Simulating multiple-inheritance in Scala


I am working on a project that basically requires multiple-inheritance in the formal sense:

class X
class Y

class XY extends X,Y

I have two classes which have some definitions and are used throughout code, i.e:

def alpha(x: X)
def beta(y: Y)

I want to dynamically create a class XY which is just merges all definitions from X and Y but still retains the type-safety. More specifically that the previously defined alpha and beta still accept this merged class.
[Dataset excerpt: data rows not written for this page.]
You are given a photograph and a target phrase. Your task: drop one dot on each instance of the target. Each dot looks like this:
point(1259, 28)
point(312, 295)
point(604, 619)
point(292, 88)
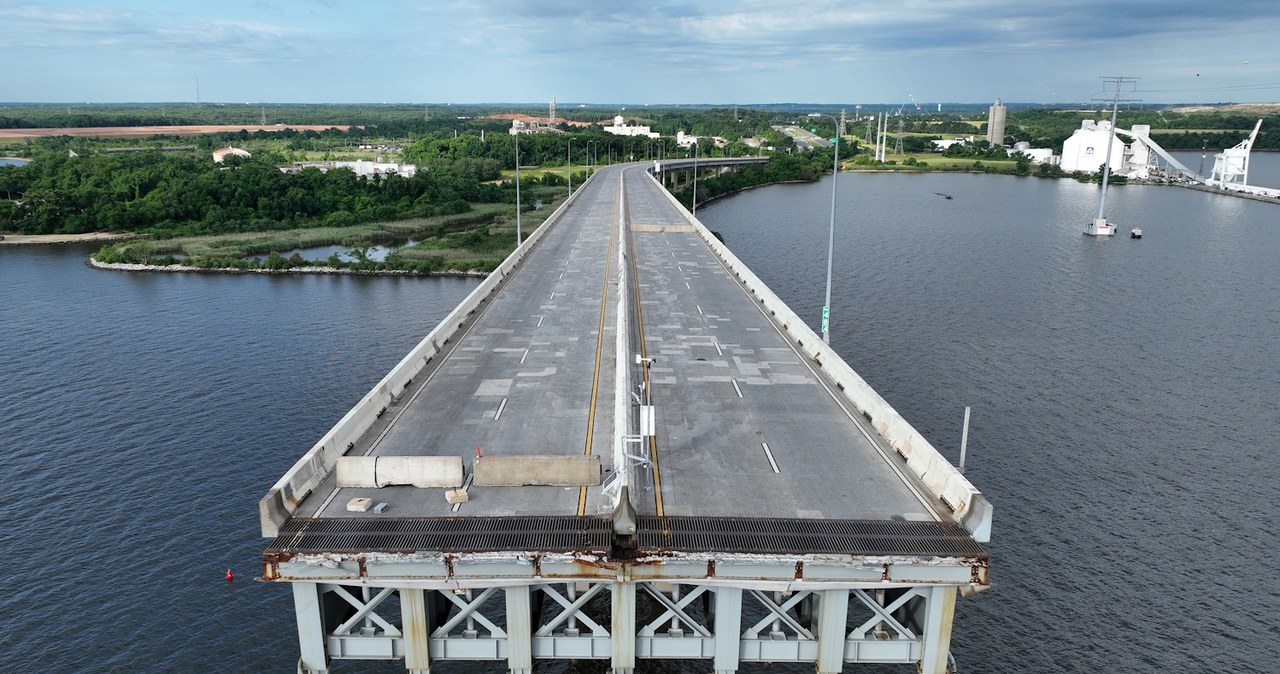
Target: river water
point(1123, 393)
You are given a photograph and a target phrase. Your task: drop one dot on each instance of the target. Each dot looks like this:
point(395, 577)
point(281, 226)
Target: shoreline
point(59, 239)
point(323, 271)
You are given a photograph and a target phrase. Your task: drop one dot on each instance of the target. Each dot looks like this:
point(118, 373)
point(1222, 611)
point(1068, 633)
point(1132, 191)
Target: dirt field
point(119, 132)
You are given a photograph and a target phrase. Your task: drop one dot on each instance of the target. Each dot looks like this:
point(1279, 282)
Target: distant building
point(1087, 147)
point(947, 142)
point(520, 125)
point(1038, 155)
point(996, 119)
point(685, 140)
point(620, 128)
point(365, 169)
point(220, 154)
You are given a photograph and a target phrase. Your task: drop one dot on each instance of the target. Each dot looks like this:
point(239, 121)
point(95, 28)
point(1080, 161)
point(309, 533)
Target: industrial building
point(1084, 150)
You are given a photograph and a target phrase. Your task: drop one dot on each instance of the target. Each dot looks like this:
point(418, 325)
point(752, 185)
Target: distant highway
point(803, 138)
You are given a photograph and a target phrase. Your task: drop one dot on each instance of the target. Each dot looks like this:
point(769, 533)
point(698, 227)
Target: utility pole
point(1100, 227)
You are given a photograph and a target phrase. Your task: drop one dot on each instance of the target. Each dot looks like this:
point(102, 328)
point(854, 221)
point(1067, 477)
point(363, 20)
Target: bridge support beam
point(417, 631)
point(624, 658)
point(938, 614)
point(520, 632)
point(832, 613)
point(311, 632)
point(728, 628)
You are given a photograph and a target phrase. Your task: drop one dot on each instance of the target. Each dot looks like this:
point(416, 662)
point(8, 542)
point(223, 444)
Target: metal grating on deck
point(444, 535)
point(656, 535)
point(869, 537)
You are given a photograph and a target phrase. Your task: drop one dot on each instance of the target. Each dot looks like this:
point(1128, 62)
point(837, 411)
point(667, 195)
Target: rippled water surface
point(1124, 420)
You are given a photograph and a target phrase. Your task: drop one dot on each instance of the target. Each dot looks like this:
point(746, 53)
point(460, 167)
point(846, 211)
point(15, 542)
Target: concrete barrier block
point(536, 471)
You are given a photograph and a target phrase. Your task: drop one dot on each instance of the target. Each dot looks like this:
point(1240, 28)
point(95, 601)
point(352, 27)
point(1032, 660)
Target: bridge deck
point(745, 427)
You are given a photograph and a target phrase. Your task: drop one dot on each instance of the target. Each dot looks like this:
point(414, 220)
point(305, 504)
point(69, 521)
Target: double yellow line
point(599, 349)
I know that Scala allows mixing in traits, for example:

trait T
class A

val ta = new A with T

That works fine.

However, I cannot do it with classes:

class X
class Y

val xy = new X with Y

As the with .. must be a trait.

I have tried circumventing this by doing the following:

trait xV extends X
trait yV extends Y

val xy = new xV with yV

Unfortunately this does not work and gives the following error:

Error:(33, 26) illegal inheritance; superclass X
 is not a subclass of the superclass Y
 of the mixin trait yV
    val xy = new xV with yV

Any help would be appreciated.

Edit:

To clarify, I cannot modify classes X or Y.


Solution

  • Doing this literally is impossible. But

    More specifically that the previously defined alpha and beta still accept this merged class.

    This specific requirement can be achieved by using implicit conversions:

    class XY {
      val x = new X
      val y = new Y
    }
    
    object XY {
      implicit def toX(xy: XY): X = xy.x
      implicit def toY(xy: XY): Y = xy.y
    }
    

    You'll also be able to call X's and Y's methods directly.

    But e.g. xy match { case x: X => ... won't match, and similarly xy.isInstanceOf[X] will be false. If X or Y override any of the Object methods: equals, hashCode, or toString, they won't be inherited by XY.